23 Şubat 2019 Cumartesi

Türkiye'de bir oyuncu hedef seçiliyor ve her şey onun üzerinden açıklanmaya çalışılıyor


Belhanda'yı beğenen ve beğenmeyen kesim iki zıt kutup. Her fırsatta da bu çatışmayı izliyoruz. Hatta ben de bu çatışmanın içinde önemli bir yer teşkil ettiğimi düşünüyorum. Belhanda'yı savunan ve beğenen tarafta olsam da içinden çıkılmayacak bir tartışma olduğunu da kabul ediyorum. Tam da bu noktada işi biraz daha tarafsız zemine taşımak istedim ve futbol bilgisine çok güvendiğim, beğenerek de takip ettiğim Güner Çalış'a Belhanda'yı sordum. Kendisine tekrar teşekkür ediyorum.

Son yılların en büyük ikilemi. Bir tarafta Belhanda'yı beğenen, bir tarafta da ne olursa olsun beğenmeyenler var. Her fırsatta da bu iki tarafın çarpışmasını görüyoruz, Galatasaray içinde gördüğüm en büyük ayrışmalardan biri. Genel olarak sormak gerekirse, geçen 1.5 yılda nasıl bir Belhanda izledik? Eleştirenler ya da beğenenler sence hangi açılardan haklılar?
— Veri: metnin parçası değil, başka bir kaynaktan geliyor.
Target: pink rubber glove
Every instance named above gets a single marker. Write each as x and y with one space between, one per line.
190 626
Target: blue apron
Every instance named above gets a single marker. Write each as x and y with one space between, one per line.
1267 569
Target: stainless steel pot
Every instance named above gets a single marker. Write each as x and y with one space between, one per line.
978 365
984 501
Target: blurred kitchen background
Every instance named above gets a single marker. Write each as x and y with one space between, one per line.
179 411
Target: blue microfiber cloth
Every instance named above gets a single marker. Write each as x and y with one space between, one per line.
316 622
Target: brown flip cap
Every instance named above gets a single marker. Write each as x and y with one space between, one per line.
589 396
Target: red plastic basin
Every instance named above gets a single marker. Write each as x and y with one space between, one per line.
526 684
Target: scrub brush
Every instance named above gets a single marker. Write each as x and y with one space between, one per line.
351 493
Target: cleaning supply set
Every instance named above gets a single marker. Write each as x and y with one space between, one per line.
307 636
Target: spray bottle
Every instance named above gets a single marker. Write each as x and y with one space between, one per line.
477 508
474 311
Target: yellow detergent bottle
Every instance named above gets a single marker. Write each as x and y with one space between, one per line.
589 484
Güner Çalış: Öncelikle, artık Belhanda üzerinde olumlu anlamda bir konsensus sağlandı diye düşünüyorum. Yani onun ciddi olarak tartışıldığı ve her kötü biten maç sonrası günah keçisi ilan edildiği dönemi geride bıraktık. Bu dönüşümde etkili olan bence şöyle iki önemli gelişme var: birincisi, Belhanda'nın yokluğu ile takımın ciddi düşüş yaşadığı dönemin aynı zamana denk gelmesi. Elbette pek çok başka değişken de var, örneğin Terim'in de kenarda olmaması gibi, ama Belhanda'nın olmadığı dönemde takımın bu denli düşmesi ve geri dönüşüyle beraber toparlanma evresine girmesi, insanları ikna etmede önemli olmuş olabilir. Sezonun ikinci yarısında bir de ekstra performans göstermesi, yangını tamamen söndürdü. İkinci olarak da Terim'in desteği söylenebilir. "Satılacak mı, satılmayacak mı?" derken belli ki hocadan veto gelmesi ve taraftardaki 'hocanın bir bildiği vardır' refleksi, sahadaki performans kadar birleştirici olmuş olabilir. Ben şu an hâlâ bir Belhanda problemi olduğuna inanmıyorum. Öncelikle bunu söyleyeyim.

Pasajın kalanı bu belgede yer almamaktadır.